Courtroom drama plus lots of ambition, scheming and sex. It’s not surprising there are so many successful TV shows with legal settings. Glenn Close in Damages wins the goddess of deviousness prize for me, and James Spader in Boston Legal pretty much covers sex. I confess to also enjoying quite a lot of Ally McBeal especially when Robert Downey Jnr came on board. The 1995 Steve Bochco series, Murder One, was terrific in its day. And it was the opening ‘fractured screen’ credit sequence of Murder One that came to mind when I first started watching the BBC barrister drama Silk.
Silk’s credits feature images fractured by wafting strands of the pink ‘silk’ that surround barristers’ briefs. But despite being as big a fan of Maxine Peake as the rest of the nation, I was a bit dubious about Silk after the first episode. I really like the Lincolns Inn/Middle Temple setting – I used to walk through those beautiful gardens on my way to work. And I do so enjoy of the apparently posh world of chambers where it’s really the working class clerks, who have to call everyone Sir or Miss, who really have a firm grip on the goolies of everyone and everything that goes on. But, on first viewing, it all seemed a bit too much of a barrister-by-numbers show, and frankly I’ve been sulking ever since the superlative North Square wasn’t recommissioned (which also had Rupert Penry-Jones in it, as well as the wonderful Phil Davies playing the clerk role).
But then I realised they are both written by Steven Moffat and started paying proper attention. The plotting, scheming and general shenanigans, inside chambers and without, are coming along nicely. I’m still adjusting to seeing Neil Stuke out of an apron, since I only knew him from his impressive stint on Celebrity MasterChef. In this, he’s pretty scary as the morally ambivalent head clerk of chambers. What we have at the heart of Silk is two barristers – gritty, northern Martha Costello (Peake) and posh boy Clive (Penry-Jones), both of whom are fiercely competing to make silk, ie become QCs, at an age that would never happen in real life, as I understand it.

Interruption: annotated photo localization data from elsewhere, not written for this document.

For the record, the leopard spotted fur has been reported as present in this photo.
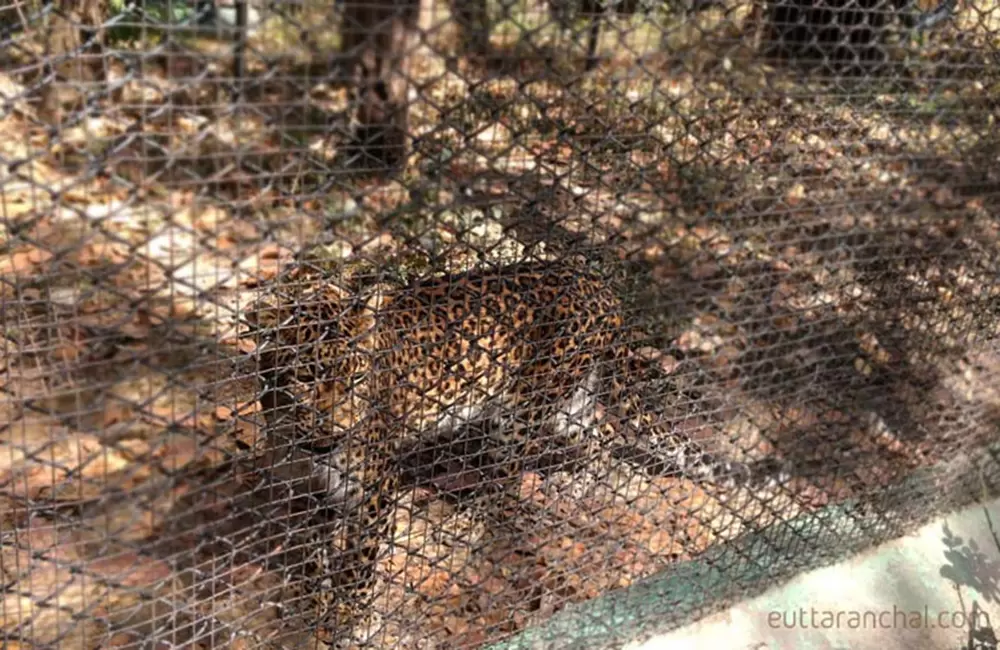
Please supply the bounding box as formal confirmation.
[246,258,779,643]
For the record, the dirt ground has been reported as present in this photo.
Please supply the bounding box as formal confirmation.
[3,1,1000,647]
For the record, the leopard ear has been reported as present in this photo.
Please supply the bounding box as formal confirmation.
[313,277,353,303]
[364,284,391,313]
[352,284,392,339]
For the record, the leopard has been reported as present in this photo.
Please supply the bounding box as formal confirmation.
[244,257,783,644]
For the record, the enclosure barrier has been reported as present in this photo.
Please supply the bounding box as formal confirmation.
[2,0,1000,647]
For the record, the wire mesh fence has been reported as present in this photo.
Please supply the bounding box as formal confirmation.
[2,0,1000,647]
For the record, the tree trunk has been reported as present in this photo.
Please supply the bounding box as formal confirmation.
[341,0,421,173]
[37,0,107,125]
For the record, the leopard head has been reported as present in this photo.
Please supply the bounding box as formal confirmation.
[247,279,392,437]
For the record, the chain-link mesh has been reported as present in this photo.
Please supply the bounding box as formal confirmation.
[3,0,1000,647]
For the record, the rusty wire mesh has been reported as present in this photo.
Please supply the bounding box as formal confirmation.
[3,0,1000,647]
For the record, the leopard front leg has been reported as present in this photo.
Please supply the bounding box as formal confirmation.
[305,424,400,646]
[258,390,399,645]
[313,470,399,646]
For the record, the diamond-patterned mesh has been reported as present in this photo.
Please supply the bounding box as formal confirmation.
[2,0,999,648]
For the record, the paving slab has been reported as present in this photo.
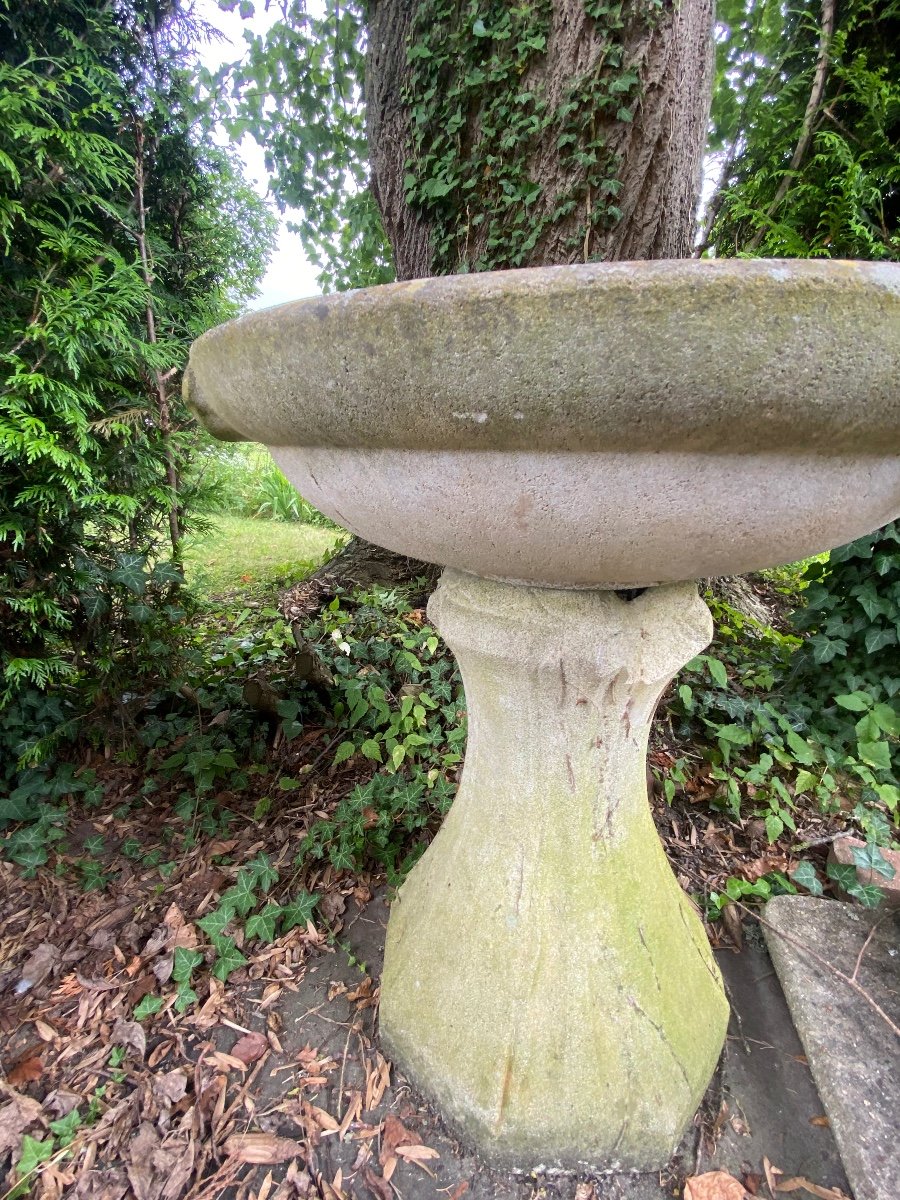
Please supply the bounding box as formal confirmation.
[215,891,863,1199]
[707,924,850,1191]
[763,895,900,1200]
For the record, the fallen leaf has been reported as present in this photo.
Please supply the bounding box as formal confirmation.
[345,977,373,1004]
[71,1167,130,1199]
[318,893,346,924]
[303,1101,339,1132]
[15,943,60,995]
[42,1090,81,1119]
[774,1179,849,1199]
[7,1055,43,1087]
[721,903,743,950]
[151,1070,188,1107]
[230,1031,268,1067]
[448,1184,470,1200]
[361,1166,392,1200]
[126,1122,180,1200]
[381,1114,418,1159]
[684,1171,749,1200]
[111,1017,146,1061]
[396,1141,440,1175]
[809,1115,829,1127]
[224,1133,305,1164]
[34,1020,57,1042]
[0,1087,46,1156]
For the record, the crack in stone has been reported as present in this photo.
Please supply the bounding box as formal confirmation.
[638,925,663,994]
[627,995,693,1097]
[495,1046,515,1131]
[565,753,576,792]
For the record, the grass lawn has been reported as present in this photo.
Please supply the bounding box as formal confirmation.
[184,513,347,597]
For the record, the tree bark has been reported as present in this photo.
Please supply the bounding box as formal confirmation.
[366,0,715,278]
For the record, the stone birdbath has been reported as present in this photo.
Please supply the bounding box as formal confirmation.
[185,259,900,1170]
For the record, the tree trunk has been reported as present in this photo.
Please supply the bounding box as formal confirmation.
[367,0,715,279]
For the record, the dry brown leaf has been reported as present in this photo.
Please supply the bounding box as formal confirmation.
[345,977,373,1003]
[71,1167,130,1200]
[721,903,743,950]
[361,1166,392,1200]
[223,1132,305,1164]
[42,1089,81,1119]
[395,1142,440,1176]
[16,943,60,994]
[684,1171,749,1200]
[111,1017,146,1061]
[34,1020,57,1042]
[7,1054,44,1087]
[763,1157,781,1197]
[230,1031,269,1067]
[774,1179,849,1200]
[151,1069,188,1107]
[126,1122,185,1200]
[809,1115,830,1127]
[303,1101,339,1132]
[381,1114,418,1159]
[0,1087,46,1156]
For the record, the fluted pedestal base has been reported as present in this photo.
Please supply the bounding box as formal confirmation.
[379,570,728,1169]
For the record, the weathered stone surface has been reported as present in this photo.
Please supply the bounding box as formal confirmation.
[185,259,900,588]
[763,896,900,1200]
[379,571,729,1169]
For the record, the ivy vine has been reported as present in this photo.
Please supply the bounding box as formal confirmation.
[403,0,666,273]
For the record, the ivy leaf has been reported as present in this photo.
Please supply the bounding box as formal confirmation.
[172,947,203,983]
[790,861,823,896]
[865,626,896,654]
[16,1134,55,1179]
[134,994,164,1020]
[110,552,147,595]
[248,852,279,893]
[851,842,896,880]
[197,906,234,938]
[174,981,198,1014]
[472,18,488,36]
[281,890,319,932]
[222,869,258,916]
[211,935,248,981]
[245,902,283,943]
[834,692,871,712]
[49,1109,82,1145]
[827,861,858,892]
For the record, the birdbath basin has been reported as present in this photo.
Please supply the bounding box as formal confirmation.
[186,260,900,1169]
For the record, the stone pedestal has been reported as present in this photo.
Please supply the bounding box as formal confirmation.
[379,570,729,1169]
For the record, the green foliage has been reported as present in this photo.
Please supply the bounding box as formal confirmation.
[0,0,275,728]
[213,0,392,291]
[710,0,900,258]
[663,586,897,910]
[403,0,662,272]
[788,525,900,810]
[187,441,337,526]
[218,0,668,285]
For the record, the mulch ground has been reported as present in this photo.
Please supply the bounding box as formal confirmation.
[0,570,850,1200]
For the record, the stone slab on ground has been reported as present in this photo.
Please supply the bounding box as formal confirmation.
[763,895,900,1200]
[220,891,856,1200]
[706,925,850,1191]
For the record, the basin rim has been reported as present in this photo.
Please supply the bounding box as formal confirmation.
[184,257,900,456]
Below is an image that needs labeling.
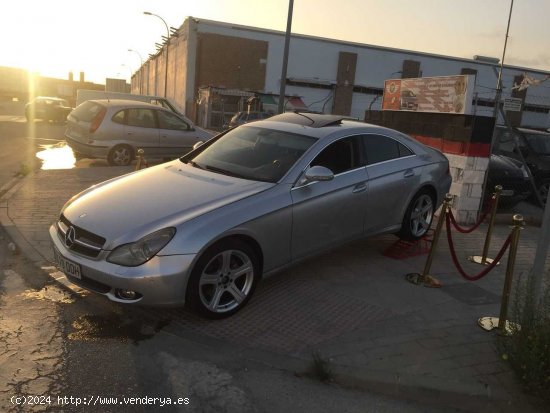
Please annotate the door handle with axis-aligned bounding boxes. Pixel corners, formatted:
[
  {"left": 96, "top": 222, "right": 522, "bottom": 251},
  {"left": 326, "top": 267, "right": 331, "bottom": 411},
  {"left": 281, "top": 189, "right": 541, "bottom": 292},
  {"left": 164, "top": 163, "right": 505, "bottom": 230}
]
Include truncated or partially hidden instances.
[
  {"left": 352, "top": 183, "right": 367, "bottom": 193},
  {"left": 127, "top": 132, "right": 133, "bottom": 136},
  {"left": 404, "top": 169, "right": 415, "bottom": 178}
]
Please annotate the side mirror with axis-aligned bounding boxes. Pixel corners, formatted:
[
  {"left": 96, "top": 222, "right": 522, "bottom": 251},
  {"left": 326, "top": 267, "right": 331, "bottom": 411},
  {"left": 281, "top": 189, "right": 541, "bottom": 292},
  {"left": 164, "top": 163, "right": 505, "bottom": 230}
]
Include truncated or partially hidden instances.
[
  {"left": 192, "top": 141, "right": 204, "bottom": 151},
  {"left": 303, "top": 165, "right": 334, "bottom": 183}
]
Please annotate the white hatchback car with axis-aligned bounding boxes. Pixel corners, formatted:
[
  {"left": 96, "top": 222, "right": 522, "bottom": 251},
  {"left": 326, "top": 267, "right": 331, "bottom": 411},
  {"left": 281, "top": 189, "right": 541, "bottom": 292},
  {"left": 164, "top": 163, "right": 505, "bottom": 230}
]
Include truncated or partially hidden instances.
[{"left": 65, "top": 99, "right": 213, "bottom": 165}]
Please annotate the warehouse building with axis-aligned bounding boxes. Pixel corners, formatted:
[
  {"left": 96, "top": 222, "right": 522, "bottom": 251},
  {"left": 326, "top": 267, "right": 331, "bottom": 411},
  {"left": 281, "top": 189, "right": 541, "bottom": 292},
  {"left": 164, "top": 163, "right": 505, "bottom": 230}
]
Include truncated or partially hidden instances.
[{"left": 133, "top": 17, "right": 550, "bottom": 131}]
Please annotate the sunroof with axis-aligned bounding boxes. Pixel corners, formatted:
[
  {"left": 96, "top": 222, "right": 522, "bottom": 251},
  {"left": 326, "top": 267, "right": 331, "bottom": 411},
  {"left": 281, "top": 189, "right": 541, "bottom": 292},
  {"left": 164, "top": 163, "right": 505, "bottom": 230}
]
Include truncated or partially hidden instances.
[{"left": 268, "top": 112, "right": 345, "bottom": 128}]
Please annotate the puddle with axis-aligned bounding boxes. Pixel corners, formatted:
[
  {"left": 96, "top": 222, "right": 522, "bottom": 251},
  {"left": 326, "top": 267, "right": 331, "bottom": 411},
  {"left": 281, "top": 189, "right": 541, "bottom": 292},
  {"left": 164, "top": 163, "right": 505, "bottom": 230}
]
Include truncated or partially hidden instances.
[
  {"left": 69, "top": 313, "right": 171, "bottom": 344},
  {"left": 35, "top": 142, "right": 76, "bottom": 170},
  {"left": 21, "top": 285, "right": 75, "bottom": 303}
]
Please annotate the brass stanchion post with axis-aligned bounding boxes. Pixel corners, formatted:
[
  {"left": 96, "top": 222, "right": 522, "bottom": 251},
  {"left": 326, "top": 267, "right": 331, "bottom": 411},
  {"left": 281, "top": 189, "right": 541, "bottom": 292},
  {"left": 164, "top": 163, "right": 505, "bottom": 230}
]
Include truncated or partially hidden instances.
[
  {"left": 469, "top": 185, "right": 502, "bottom": 266},
  {"left": 135, "top": 148, "right": 144, "bottom": 171},
  {"left": 406, "top": 193, "right": 453, "bottom": 287},
  {"left": 478, "top": 214, "right": 523, "bottom": 334}
]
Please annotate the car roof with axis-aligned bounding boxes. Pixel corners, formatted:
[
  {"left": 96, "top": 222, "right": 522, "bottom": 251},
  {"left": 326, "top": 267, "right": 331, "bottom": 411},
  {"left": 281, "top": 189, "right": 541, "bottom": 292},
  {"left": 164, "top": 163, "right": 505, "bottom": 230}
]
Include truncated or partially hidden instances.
[
  {"left": 88, "top": 99, "right": 164, "bottom": 109},
  {"left": 247, "top": 112, "right": 400, "bottom": 139},
  {"left": 498, "top": 125, "right": 550, "bottom": 136},
  {"left": 35, "top": 96, "right": 67, "bottom": 101}
]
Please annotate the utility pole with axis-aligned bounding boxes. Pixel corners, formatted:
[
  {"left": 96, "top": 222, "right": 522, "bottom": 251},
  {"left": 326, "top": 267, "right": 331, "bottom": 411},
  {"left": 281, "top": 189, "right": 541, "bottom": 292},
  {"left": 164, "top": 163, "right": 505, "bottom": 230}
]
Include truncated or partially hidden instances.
[{"left": 278, "top": 0, "right": 294, "bottom": 114}]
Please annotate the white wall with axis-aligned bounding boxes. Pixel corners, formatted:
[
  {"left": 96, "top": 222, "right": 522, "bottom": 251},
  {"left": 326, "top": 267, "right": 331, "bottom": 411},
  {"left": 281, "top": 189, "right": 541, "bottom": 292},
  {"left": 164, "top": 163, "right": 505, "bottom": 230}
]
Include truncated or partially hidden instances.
[{"left": 195, "top": 19, "right": 550, "bottom": 127}]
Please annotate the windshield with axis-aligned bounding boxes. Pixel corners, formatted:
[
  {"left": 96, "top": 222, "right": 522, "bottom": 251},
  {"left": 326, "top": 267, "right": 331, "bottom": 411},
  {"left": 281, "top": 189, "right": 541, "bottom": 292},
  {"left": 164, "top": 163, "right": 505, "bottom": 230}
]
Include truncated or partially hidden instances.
[
  {"left": 526, "top": 134, "right": 550, "bottom": 155},
  {"left": 189, "top": 126, "right": 316, "bottom": 182}
]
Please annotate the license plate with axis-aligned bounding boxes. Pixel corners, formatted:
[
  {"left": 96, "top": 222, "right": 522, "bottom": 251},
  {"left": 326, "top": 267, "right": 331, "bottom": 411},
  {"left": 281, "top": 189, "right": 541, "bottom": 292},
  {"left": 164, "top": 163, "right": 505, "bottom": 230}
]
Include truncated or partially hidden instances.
[
  {"left": 501, "top": 189, "right": 514, "bottom": 196},
  {"left": 53, "top": 247, "right": 82, "bottom": 279}
]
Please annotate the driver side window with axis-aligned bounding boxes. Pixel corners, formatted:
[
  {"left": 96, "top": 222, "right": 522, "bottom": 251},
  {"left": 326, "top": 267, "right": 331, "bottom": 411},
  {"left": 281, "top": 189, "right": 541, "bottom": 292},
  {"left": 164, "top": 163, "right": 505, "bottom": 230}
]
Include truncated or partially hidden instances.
[{"left": 311, "top": 137, "right": 361, "bottom": 175}]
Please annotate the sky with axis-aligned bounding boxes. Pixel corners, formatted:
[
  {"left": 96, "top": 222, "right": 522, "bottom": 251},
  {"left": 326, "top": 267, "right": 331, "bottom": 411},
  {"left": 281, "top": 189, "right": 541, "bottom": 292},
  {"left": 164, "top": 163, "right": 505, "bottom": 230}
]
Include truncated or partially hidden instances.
[{"left": 1, "top": 0, "right": 549, "bottom": 84}]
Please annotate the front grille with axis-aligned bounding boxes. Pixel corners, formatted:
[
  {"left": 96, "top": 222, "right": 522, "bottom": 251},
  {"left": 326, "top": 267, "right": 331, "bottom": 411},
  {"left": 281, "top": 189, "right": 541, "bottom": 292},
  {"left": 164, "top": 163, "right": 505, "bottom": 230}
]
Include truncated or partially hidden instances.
[{"left": 57, "top": 214, "right": 106, "bottom": 258}]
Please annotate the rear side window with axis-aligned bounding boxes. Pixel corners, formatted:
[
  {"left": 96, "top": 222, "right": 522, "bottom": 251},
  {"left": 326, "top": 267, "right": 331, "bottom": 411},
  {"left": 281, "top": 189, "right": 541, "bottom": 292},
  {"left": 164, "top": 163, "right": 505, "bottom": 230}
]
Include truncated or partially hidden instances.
[
  {"left": 363, "top": 134, "right": 412, "bottom": 165},
  {"left": 127, "top": 109, "right": 156, "bottom": 128},
  {"left": 112, "top": 110, "right": 126, "bottom": 125},
  {"left": 70, "top": 101, "right": 104, "bottom": 122}
]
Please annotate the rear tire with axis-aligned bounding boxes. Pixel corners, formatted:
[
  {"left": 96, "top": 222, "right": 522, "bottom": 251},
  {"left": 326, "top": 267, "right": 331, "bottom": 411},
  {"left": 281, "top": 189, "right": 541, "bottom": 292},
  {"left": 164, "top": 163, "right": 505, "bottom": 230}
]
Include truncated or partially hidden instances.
[
  {"left": 398, "top": 189, "right": 435, "bottom": 241},
  {"left": 108, "top": 145, "right": 134, "bottom": 166}
]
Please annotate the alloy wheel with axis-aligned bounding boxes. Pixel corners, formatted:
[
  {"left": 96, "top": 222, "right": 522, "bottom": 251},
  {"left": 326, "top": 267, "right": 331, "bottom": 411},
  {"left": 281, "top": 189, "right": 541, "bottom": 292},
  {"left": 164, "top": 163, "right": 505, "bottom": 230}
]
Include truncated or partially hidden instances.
[
  {"left": 198, "top": 249, "right": 255, "bottom": 314},
  {"left": 112, "top": 147, "right": 131, "bottom": 166},
  {"left": 409, "top": 194, "right": 434, "bottom": 238}
]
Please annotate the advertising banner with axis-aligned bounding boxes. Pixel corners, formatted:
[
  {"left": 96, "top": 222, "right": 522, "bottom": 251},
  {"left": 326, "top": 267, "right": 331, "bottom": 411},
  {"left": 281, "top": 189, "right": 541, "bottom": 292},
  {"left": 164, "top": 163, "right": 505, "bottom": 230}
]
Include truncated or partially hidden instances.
[{"left": 382, "top": 75, "right": 475, "bottom": 114}]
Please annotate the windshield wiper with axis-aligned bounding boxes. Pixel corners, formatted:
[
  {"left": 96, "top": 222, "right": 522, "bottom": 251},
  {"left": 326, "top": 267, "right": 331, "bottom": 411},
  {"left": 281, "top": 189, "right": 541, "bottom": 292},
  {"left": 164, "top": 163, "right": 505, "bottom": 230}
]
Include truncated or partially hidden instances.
[
  {"left": 187, "top": 160, "right": 204, "bottom": 170},
  {"left": 203, "top": 165, "right": 249, "bottom": 179}
]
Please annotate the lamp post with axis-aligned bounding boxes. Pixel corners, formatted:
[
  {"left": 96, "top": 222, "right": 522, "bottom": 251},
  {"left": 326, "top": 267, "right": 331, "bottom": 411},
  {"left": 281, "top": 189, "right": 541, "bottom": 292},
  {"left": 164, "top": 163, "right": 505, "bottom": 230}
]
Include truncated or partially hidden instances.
[
  {"left": 277, "top": 0, "right": 294, "bottom": 114},
  {"left": 128, "top": 49, "right": 144, "bottom": 94},
  {"left": 144, "top": 11, "right": 169, "bottom": 98}
]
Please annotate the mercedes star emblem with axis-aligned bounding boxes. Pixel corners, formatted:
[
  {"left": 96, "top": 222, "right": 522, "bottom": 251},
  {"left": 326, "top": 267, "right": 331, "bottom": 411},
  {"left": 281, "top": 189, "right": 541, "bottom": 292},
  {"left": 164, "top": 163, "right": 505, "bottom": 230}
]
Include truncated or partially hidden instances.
[{"left": 65, "top": 226, "right": 76, "bottom": 248}]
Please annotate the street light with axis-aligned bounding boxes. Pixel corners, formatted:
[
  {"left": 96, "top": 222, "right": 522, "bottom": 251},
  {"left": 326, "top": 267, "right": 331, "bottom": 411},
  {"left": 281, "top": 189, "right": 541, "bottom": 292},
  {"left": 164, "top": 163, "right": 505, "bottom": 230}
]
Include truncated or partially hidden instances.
[
  {"left": 128, "top": 49, "right": 144, "bottom": 94},
  {"left": 277, "top": 0, "right": 294, "bottom": 114},
  {"left": 144, "top": 11, "right": 169, "bottom": 98}
]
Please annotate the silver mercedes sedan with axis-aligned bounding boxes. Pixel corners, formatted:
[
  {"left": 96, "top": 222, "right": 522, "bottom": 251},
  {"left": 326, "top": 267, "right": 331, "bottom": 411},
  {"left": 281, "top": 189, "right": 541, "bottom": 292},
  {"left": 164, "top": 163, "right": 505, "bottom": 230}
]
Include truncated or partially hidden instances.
[{"left": 50, "top": 112, "right": 452, "bottom": 318}]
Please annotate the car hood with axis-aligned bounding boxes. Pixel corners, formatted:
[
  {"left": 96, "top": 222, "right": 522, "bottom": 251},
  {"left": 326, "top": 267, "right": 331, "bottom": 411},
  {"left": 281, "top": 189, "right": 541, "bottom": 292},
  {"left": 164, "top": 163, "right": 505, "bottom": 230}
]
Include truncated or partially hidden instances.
[{"left": 63, "top": 160, "right": 273, "bottom": 248}]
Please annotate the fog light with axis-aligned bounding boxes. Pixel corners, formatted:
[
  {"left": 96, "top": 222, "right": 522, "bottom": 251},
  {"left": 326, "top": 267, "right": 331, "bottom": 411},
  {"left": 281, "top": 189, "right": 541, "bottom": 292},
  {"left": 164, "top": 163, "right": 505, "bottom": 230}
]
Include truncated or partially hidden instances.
[{"left": 115, "top": 289, "right": 141, "bottom": 300}]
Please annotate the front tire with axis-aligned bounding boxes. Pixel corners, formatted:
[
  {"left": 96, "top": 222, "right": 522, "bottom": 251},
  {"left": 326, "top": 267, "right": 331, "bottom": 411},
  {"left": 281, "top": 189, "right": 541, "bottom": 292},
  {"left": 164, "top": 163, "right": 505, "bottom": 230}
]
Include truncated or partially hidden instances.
[
  {"left": 186, "top": 240, "right": 260, "bottom": 319},
  {"left": 108, "top": 145, "right": 134, "bottom": 166},
  {"left": 398, "top": 189, "right": 435, "bottom": 241}
]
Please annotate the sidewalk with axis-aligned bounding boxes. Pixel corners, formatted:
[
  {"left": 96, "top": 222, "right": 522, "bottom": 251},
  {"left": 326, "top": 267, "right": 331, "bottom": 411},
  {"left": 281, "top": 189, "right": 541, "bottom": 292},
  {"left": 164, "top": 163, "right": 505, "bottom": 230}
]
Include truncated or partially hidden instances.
[{"left": 1, "top": 166, "right": 548, "bottom": 412}]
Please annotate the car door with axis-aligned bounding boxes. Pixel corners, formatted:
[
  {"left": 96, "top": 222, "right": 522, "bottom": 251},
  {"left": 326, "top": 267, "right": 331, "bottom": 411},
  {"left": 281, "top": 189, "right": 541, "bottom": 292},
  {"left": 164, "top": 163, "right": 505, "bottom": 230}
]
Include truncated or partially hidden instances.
[
  {"left": 361, "top": 134, "right": 420, "bottom": 234},
  {"left": 123, "top": 108, "right": 160, "bottom": 156},
  {"left": 291, "top": 136, "right": 368, "bottom": 259},
  {"left": 156, "top": 110, "right": 199, "bottom": 158}
]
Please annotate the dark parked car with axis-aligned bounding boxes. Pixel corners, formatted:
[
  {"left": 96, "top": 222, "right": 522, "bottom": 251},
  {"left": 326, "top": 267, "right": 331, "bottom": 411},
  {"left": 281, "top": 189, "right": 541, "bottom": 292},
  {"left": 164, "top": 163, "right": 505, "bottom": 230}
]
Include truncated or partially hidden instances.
[
  {"left": 25, "top": 96, "right": 72, "bottom": 122},
  {"left": 485, "top": 154, "right": 532, "bottom": 208},
  {"left": 495, "top": 126, "right": 550, "bottom": 204}
]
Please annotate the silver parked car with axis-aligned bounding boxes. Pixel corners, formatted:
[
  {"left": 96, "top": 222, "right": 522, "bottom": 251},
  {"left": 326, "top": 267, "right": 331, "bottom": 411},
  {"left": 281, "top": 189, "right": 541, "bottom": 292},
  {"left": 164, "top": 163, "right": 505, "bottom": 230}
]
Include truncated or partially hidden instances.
[
  {"left": 50, "top": 113, "right": 452, "bottom": 318},
  {"left": 65, "top": 99, "right": 213, "bottom": 165}
]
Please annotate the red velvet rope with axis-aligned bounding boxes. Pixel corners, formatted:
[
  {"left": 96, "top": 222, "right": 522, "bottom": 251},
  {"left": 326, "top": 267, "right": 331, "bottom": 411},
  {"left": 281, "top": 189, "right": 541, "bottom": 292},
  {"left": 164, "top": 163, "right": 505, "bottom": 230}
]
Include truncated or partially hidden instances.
[
  {"left": 445, "top": 213, "right": 512, "bottom": 281},
  {"left": 447, "top": 197, "right": 494, "bottom": 234}
]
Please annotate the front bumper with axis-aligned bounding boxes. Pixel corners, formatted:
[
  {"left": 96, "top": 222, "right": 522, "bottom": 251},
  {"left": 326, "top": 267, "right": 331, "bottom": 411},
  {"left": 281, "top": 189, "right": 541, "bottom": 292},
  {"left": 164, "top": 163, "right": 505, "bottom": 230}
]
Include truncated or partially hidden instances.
[{"left": 49, "top": 224, "right": 196, "bottom": 306}]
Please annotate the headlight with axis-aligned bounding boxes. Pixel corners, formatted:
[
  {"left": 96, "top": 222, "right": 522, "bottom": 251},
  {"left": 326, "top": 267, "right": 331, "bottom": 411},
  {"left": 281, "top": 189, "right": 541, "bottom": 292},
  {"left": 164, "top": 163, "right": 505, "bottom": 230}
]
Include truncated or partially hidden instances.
[{"left": 107, "top": 228, "right": 176, "bottom": 266}]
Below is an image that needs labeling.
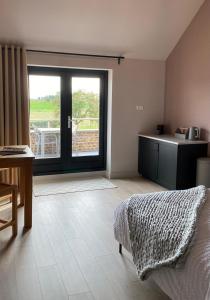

They need to keep on the right side of the head clerk because it is he who has the power to allocate them the right cases which would give them their best chance. It’s hinted that Penry-Jones’ Harrovian background will do him no harm. And they both have cute pupils of the opposite sex. Oh yes, and Martha is pregnant. I won’t say who the father is, in case you haven’t caught up with this on iPlayer yet.
The law is sort of incidental, but it’s all most enjoyable.